Guardrails for Japanese-language content

For runtime protection of Japanese-language prompts and responses, the following rule types are supported:

Safety: Toxicity rule: Detects the inclusion of harmful content, including hate speech, violence, disinformation, or sexually explicit material, in the model endpoint interactions.
- Threat types: Detected content represents a potential violation of:
  - LLM01:2025 - Prompt Injection
Security: Prompt injection rule: The rule aims to prevent prompt injection attempts that attempt to override the model's existing instructions, bypass model alignment rules, or breach other built-in guardrails of the model endpoint.

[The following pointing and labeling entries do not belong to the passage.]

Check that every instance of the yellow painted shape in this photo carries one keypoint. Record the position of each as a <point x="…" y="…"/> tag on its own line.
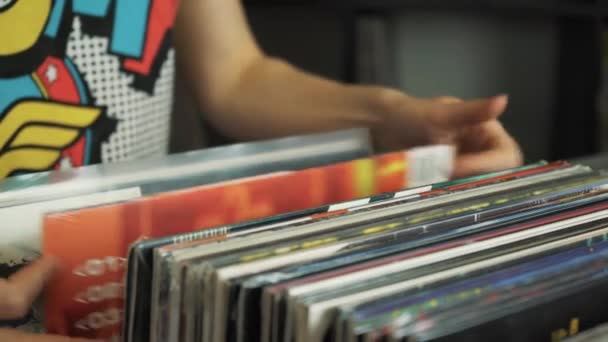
<point x="45" y="112"/>
<point x="28" y="159"/>
<point x="47" y="136"/>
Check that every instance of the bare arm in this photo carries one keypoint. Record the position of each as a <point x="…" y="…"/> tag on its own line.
<point x="249" y="95"/>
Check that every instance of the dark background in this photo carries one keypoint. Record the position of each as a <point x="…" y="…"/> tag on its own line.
<point x="547" y="55"/>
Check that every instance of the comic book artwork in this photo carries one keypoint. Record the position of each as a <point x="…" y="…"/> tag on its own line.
<point x="78" y="79"/>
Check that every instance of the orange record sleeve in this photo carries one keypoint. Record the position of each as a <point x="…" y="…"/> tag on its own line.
<point x="86" y="296"/>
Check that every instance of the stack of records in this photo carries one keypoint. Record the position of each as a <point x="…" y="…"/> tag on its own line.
<point x="89" y="217"/>
<point x="520" y="255"/>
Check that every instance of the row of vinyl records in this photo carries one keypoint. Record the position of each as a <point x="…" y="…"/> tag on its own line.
<point x="314" y="238"/>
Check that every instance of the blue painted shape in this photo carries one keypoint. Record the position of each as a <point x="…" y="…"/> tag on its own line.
<point x="130" y="26"/>
<point x="52" y="26"/>
<point x="15" y="89"/>
<point x="78" y="80"/>
<point x="95" y="8"/>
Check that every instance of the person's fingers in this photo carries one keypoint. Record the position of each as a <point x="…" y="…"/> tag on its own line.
<point x="19" y="336"/>
<point x="501" y="153"/>
<point x="18" y="292"/>
<point x="452" y="113"/>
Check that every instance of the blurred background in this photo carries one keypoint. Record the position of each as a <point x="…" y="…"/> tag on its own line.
<point x="548" y="55"/>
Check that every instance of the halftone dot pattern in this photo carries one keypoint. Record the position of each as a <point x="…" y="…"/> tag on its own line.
<point x="143" y="119"/>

Prompt injection detection operates on prompts only.
- Threat types: If present, a prompt injection attempt may represent the following AI risk or threat types:
  - OWASP LLM Top 10 threat LLM01:2025 - Prompt Injection
  - AML.T0051 - LLM Prompt Injection
  - AML.T0051.001 - LLM Prompt Injection: Indirect

When protecting Japanese-language content, you must use a policy. You cannot use the enabled_rules section of the config to specify guardrails.